There are certain species of fungi that will be easier for beginner mushroom hunters to safely identify than others. I recommend beginning with the chanterelles (including golden chanterelles, black trumpets and yellowfoot or winter chanterelles), hedgehogs, puffballs, oyster mushrooms, king boletes, bear's heads, lion's manes and cauliflower mushrooms. The last three may be a bit more difficult to find in the beginning but once you locate one, it's worth it. All of these species are absolutely delicious and will make incredible additions to any seasonal meal. You can also dry many species to have a supply of edible fungi throughout the year. So if you get into it, a food dehydrator is a worthwhile investment.
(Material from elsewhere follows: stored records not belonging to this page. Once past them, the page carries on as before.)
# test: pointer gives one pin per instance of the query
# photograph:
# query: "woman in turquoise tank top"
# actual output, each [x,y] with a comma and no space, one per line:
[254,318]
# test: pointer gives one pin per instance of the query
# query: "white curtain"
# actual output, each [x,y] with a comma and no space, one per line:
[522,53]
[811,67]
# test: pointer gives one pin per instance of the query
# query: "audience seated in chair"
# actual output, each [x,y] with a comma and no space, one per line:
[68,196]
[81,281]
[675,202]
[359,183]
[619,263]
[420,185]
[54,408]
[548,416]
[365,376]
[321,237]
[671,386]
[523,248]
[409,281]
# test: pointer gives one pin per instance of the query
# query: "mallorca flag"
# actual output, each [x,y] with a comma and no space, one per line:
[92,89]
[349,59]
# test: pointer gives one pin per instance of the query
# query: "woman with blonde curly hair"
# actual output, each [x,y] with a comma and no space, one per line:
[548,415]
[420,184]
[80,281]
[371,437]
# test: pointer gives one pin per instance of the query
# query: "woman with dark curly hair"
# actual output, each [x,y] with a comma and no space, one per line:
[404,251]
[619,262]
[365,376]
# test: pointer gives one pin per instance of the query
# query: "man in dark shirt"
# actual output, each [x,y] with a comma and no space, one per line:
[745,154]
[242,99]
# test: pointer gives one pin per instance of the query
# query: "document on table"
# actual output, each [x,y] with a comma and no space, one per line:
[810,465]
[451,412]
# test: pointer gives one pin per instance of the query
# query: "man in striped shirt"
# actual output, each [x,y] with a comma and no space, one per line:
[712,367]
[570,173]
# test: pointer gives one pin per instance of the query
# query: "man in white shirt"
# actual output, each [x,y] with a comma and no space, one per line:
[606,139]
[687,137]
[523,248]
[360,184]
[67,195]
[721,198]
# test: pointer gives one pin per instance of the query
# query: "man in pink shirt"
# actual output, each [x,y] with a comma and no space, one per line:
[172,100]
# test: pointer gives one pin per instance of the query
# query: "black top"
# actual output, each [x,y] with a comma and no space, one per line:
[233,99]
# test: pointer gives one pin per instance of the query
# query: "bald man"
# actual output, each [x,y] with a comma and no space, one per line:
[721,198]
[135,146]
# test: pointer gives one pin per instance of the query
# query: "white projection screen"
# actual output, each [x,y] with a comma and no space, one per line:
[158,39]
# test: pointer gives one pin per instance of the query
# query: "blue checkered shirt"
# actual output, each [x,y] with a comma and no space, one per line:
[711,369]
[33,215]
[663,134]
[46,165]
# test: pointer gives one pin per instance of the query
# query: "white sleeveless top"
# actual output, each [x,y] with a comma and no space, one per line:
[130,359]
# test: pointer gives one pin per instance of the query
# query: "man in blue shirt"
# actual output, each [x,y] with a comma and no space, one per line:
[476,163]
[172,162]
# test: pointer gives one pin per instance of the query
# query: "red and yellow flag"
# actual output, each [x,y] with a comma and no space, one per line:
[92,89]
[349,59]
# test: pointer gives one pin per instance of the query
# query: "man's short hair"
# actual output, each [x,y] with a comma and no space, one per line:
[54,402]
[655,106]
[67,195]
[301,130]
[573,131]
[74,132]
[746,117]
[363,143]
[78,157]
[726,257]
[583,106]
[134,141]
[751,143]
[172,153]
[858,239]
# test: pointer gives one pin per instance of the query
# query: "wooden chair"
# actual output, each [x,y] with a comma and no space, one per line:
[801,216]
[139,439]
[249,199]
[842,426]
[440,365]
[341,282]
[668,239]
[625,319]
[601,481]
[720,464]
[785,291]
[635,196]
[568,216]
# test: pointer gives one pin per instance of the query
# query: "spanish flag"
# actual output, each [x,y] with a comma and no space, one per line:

Mushroom hunting is like an Easter egg hunt for adults. But honestly, kids love it too. There is no better wintertime activity in the woods, with so much potential to bring the whole family together. I have seen folks in their 60s on hands and knees crawling under huckleberry bushes giggling at the sight of a full flush of hedgehogs. Friends in their 20s and 30s can't get enough of it and my buddy Jeremy's daughter is under 10 years old and one of the best locators of oyster mushrooms around. It doesn't matter if you were raised in the country or city, mushroom hunting is sure to bring a smile to your face. Fair warning though, if you start you will almost certainly get hooked on the first outing.
A few final tips: Locating the proper area to enjoy a wild fungi hunt may take a bit of research and even a bit of restraint. Please avoid trespassing on private land even if you see a full flush of king boletes just a few yards beyond that barbed wire. You'll need a free permit (for personal use up to 5 pounds per day) from the Bureau of Land Management to hunt on public land. Call the Arcata field office (1695 Heindon Road) at 825-2300 to find out which areas and what tools are permitted so as not to damage the forest environment.
There are plenty of locations open to public mushroom hunting and with a bit of asking around you can find some incredible secret spots. When I say secret, I mean secret — if a friend shares a location with you, it is part of the mushroom hunter's code that you are now sworn to secrecy about that exact location.
ALWAYS be positive of your identification in the field and re-identify fungi in the kitchen as you brush your harvest clean of dirt and duff. Finally, for a great date, bring a little camp stove, some chevre, olive oil, herbs, onion, balsamic vinegar, butter and French bread along. Brown a few slices of a sourdough baguette in olive oil to make a quick crostini, spread with chevre, top with sautéed herb-butter fungi and a dash of vinegar. This little snack will surely wow someone new or even a love you've known for decades. Oh yeah, and bring some hot chocolate for the rainy days — everyone likes that. Happy hunting and don't eat anything I wouldn't eat!